Faktischer Geschäftsführer in einem abhängigen Unternehmen

Zu den Anforderungen an die Annahme einer faktischen Geschäftsführerstellung gegenüber einem abhängigen Unternehmen musste jetzt der Bundesgerichtshof in einem bei ihm anhängigen Strafverfahren wegen Untreue Stellung nehmen. Konkret ging es dabei um die Frage, ob der Angeklagte gegenüber der A. GmbH vermögensbetreuungspflichtig nach § 266 Abs. 1 StGB war:

Grundlage einer Vermögensbetreuungspflicht im Sinne des § 266 Abs. 1 StGB kann neben Gesetz, behördlichem Auftrag oder Rechtsgeschäft auch ein sogenanntes “tatsächliches Treueverhältnis” sein. Ein solches “tatsächliches Treueverhältnis” kann dadurch begründet sein, dass der Betreffende die organschaftlichen Aufgaben eines Geschäftsführers übernommen und diese ausgeführt hat. Daneben kann aus einer tatsächlichen Übernahme eines nicht ganz unbedeutenden Pflichtenkreises – ohne dass eine faktische Organstellung vorliegen muss – eine Vermögensbetreuungspflicht auch dadurch begründet werden, dass der Betreffende diese Interessen wahrnimmt und der Vermögensinhaber auf die pflichtgemäße Wahrnehmung vertrauen darf.
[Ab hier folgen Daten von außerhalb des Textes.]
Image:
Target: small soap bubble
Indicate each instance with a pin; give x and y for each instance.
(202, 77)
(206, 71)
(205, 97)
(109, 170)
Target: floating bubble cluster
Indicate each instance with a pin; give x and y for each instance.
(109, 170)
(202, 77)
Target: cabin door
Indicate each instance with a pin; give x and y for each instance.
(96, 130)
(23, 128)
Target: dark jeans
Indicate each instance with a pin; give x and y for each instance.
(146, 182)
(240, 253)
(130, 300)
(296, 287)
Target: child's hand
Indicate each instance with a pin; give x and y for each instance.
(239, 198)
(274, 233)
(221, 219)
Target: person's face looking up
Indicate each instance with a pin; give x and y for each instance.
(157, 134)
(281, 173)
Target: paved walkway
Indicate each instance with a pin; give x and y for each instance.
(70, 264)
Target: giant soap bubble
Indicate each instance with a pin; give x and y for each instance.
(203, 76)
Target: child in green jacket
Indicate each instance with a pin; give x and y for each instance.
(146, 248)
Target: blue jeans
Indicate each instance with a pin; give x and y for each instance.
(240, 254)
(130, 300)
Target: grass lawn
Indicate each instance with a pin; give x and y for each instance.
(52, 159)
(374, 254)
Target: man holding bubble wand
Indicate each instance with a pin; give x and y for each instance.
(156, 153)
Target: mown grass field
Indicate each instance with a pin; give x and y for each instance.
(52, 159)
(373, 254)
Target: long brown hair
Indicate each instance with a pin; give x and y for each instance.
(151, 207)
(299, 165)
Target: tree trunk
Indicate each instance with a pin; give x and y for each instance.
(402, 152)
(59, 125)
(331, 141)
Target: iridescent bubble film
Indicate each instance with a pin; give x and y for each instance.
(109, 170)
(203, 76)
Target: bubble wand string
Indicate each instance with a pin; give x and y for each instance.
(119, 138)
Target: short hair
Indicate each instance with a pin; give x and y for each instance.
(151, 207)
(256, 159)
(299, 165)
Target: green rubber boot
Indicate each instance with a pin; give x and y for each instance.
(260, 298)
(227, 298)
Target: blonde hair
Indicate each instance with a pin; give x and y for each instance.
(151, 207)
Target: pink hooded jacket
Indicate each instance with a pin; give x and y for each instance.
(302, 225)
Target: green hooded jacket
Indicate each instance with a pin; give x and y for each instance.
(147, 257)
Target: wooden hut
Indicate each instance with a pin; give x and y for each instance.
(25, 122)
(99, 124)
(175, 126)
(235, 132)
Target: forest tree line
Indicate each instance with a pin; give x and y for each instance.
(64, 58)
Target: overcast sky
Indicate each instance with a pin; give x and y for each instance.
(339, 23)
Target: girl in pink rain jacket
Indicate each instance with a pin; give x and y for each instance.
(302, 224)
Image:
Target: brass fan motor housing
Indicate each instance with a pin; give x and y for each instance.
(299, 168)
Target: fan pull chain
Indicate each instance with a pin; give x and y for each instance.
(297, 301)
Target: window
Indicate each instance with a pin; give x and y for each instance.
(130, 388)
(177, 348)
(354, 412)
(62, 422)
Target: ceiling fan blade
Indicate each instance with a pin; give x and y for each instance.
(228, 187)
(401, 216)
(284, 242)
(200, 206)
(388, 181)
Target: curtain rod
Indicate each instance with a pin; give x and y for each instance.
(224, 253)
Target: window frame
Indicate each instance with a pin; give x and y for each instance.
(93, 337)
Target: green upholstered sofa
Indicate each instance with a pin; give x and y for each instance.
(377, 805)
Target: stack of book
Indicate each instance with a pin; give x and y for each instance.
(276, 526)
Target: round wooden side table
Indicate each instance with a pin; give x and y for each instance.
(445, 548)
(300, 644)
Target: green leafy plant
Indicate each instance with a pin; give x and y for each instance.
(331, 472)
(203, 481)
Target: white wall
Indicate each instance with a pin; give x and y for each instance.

Nach der Rechtsprechung des Bundesgerichtshofs ist als Geschäftsführer auch derjenige anzuerkennen, der die Geschäftsführung mit Einverständnis der Gesellschafter ohne förmliche Bestellung faktisch übernommen hat, tatsächlich ausübt und gegenüber dem formellen Geschäftsführer eine überragende Stellung einnimmt oder zumindest das deutliche Übergewicht hat.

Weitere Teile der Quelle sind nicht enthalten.